If you’re into recent form, you really have to like the way that Texas Tech is trending. They haven’t allowed double-digit threes since February 27 and have only allowed it twice since the start of February. They’ve held five straight NCAA Tournament opponents under a point per possession and four of them to under .9 points per possession. Virginia had similar success early in the tournament, but that was against Gardner-Webb, Oklahoma, and Oregon. Texas Tech is doing it against teams like Buffalo, Michigan, and Gonzaga.
Using Bart Torvik’s Game Score metric, Texas Tech has played two perfect games in this tournament and no games lower than 96. In fact, going back to February 4, Texas Tech has played four 100 games, six 99 games, a 98, two 96s, and an 83, which was a game where Oklahoma State shot 17-of-32 from 3.
Using that same metric, Virginia has been the more consistent team all year, but hasn’t played any 100 games. The Cavaliers do have five 99 games dating back to the loss to Duke, a couple 98s, a couple 97s, a 96, a couple 93s, including the game against Oregon, and some lower scores. These are two of the most consistent teams in college basketball, but if you look at the last two months, it’s hard to say that anybody has been better than Texas Tech.
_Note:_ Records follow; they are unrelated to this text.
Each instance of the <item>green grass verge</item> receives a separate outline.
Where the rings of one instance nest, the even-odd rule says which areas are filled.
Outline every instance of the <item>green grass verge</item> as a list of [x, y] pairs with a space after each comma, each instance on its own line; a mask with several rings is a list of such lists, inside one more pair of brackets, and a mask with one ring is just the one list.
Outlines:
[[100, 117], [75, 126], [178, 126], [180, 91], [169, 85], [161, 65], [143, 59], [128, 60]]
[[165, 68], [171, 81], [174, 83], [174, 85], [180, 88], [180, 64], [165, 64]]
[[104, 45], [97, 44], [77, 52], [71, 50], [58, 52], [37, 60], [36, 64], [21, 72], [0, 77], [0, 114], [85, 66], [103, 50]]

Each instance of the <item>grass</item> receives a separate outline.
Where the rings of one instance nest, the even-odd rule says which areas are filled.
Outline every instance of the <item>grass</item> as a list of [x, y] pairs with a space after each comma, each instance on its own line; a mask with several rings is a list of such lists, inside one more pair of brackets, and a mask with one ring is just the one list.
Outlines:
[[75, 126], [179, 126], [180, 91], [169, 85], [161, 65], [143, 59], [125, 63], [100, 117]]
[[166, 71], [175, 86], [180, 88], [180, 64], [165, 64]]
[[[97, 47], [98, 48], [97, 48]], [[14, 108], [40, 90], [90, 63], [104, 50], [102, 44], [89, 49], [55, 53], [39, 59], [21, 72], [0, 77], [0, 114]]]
Again, that’s just one metric, but even just this tournament is a microcosm of where these teams have been. Virginia has definitely been good enough to survive and advance, but nobody seems to be talking about just how dominant Texas Tech has been.
That should continue here. The Red Raiders look unstoppable right now and they’ve got the perfect coach in these types of games in which both teams are extremely similar and the differences will be at the margins.
Pick: Texas Tech Red Raiders +1
There are some 1.5s out there and the money line is always an option. The total opened 120 or 119.5 at some places and has already gone down. It is hard to see this total going much lower than this, especially because Virginia has actually slacked off a bit defensively. I still wouldn’t want to be holding an under ticket here.
I’ll take Texas Tech and their underrated and underappreciated dominance in this tournament and over the tail end of the regular season.